A Genome-Wide CRISPR Interference Screen Reveals an StkP-Mediated Connection between Cell Wall Integrity and Competence in Streptococcus salivarius.

机构信息

Louvain Institute of Biomolecular Science and Technology, Biochemistry and Genetics of Microorganisms, Université catholique de Louvain, Louvain-La-Neuve, Belgium.

Department of Fundamental Microbiology, Faculty of Biology and Medicine, University of Lausannegrid.9851.5, Lausanne, Switzerland.

出版信息

mSystems. 2022 Dec 20;7(6):e0073522. doi: 10.1128/msystems.00735-22. Epub 2022 Nov 7.

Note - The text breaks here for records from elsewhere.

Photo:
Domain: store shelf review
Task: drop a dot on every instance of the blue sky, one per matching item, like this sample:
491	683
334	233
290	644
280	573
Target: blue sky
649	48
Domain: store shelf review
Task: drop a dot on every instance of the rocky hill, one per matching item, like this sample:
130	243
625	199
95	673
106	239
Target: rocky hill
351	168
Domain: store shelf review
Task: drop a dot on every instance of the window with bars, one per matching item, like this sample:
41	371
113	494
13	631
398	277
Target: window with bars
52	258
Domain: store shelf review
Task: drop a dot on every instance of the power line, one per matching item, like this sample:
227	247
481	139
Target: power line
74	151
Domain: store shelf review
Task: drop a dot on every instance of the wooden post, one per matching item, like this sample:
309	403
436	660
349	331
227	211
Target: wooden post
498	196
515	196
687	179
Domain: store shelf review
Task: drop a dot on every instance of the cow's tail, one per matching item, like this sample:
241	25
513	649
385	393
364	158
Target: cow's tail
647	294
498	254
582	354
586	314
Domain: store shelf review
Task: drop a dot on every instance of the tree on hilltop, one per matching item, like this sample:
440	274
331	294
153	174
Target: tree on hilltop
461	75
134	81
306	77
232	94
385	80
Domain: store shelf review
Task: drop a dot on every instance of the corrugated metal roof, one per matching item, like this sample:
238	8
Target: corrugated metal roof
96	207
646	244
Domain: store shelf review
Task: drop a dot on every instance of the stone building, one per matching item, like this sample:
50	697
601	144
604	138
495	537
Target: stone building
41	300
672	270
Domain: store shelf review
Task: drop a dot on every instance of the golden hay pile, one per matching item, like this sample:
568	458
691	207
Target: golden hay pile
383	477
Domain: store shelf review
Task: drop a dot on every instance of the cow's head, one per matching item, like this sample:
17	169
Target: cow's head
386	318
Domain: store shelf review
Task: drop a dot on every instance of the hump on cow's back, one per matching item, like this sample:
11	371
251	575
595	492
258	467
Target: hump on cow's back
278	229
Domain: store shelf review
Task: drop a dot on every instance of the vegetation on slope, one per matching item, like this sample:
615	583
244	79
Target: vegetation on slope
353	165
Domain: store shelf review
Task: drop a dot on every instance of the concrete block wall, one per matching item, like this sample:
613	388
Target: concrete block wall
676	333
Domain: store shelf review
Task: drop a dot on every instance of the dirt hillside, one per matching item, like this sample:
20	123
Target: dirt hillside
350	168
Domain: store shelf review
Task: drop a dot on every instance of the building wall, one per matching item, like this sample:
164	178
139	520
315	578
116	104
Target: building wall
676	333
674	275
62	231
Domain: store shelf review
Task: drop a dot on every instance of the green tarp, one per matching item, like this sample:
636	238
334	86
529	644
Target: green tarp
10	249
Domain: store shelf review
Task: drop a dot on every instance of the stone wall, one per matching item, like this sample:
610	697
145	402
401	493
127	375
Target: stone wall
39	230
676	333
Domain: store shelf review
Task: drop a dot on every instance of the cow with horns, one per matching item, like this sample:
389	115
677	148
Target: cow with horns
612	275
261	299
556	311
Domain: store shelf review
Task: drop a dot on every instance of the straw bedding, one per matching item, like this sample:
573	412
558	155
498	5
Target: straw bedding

DOI:10.1128/msystems.00735-22
PMID:36342134
原文链接:https://pmc.ncbi.nlm.nih.gov/articles/PMC9765292/
Abstract

Competence is one of the most efficient bacterial evolutionary and adaptative strategies by synchronizing production of antibacterial compounds and integration of DNA released by dead cells. In most streptococci, this tactic is orchestrated by the ComRS system, a pheromone communication device providing a short time window of activation in which only part of the population is responsive. Understanding how this developmental process integrates multiple inputs to fine-tune the adequate response is a long-standing question. However, essential genes involved in the regulation of ComRS have been challenging to study. In this work, we built a conditional mutant library using CRISPR interference and performed three complementary screens to investigate competence genetic regulation in the human commensal Streptococcus salivarius. We show that initiation of competence increases upon cell wall impairment, suggesting a connection between cell envelope stress and competence activation. Notably, we report a key role for StkP, a serine-threonine kinase known to regulate cell wall homeostasis. We show that StkP controls competence by a mechanism that reacts to peptidoglycan fragments. Together, our data suggest a key cell wall sensing mechanism coupling competence to cell envelope integrity. Survival of human commensal streptococci in the digestive tract requires efficient strategies which must be tightly and collectively controlled for responding to competitive pressure and drastic environmental changes. In this context, the autocrine signaling system ComRS controlling competence for natural transformation and predation in salivarius streptococci could be seen as a multi-input device integrating a variety of environmental stimuli. In this work, we revealed novel positive and negative competence modulators by using a genome-wide CRISPR interference strategy. Notably, we highlighted an unexpected connection between bacterial envelope integrity and competence activation that involves several cell wall sensors. Together, these results showcase how commensal streptococci can fine-tune the pheromone-based competence system by responding to multiple inputs affecting their physiological status in order to calibrate an appropriate collective behavior.

摘要

适能是一种最有效的细菌进化和适应策略,通过协调抗菌化合物的产生和死细胞释放的 DNA 的整合。在大多数链球菌中,这种策略是由 ComRS 系统协调的,这是一种信息素通讯装置,提供了一个短暂的激活时间窗口,只有部分种群对此有反应。了解这个发育过程如何整合多个输入以微调适当的反应是一个长期存在的问题。然而,涉及 ComRS 调节的必需基因一直是研究的难点。在这项工作中,我们使用 CRISPR 干扰构建了一个条件性突变体文库,并进行了三次互补筛选,以研究人类共生链球菌唾液链球菌中的适能遗传调控。我们发现,细胞壁受损会增加适能的起始,这表明细胞包膜应激和适能激活之间存在联系。值得注意的是,我们报告了丝氨酸-苏氨酸激酶 StkP 的关键作用,StkP 已知可以调节细胞壁的稳态。我们发现,StkP 通过一种对肽聚糖片段作出反应的机制来控制适能。总的来说,我们的数据表明,一种关键的细胞壁感应机制将适能与细胞包膜完整性联系起来。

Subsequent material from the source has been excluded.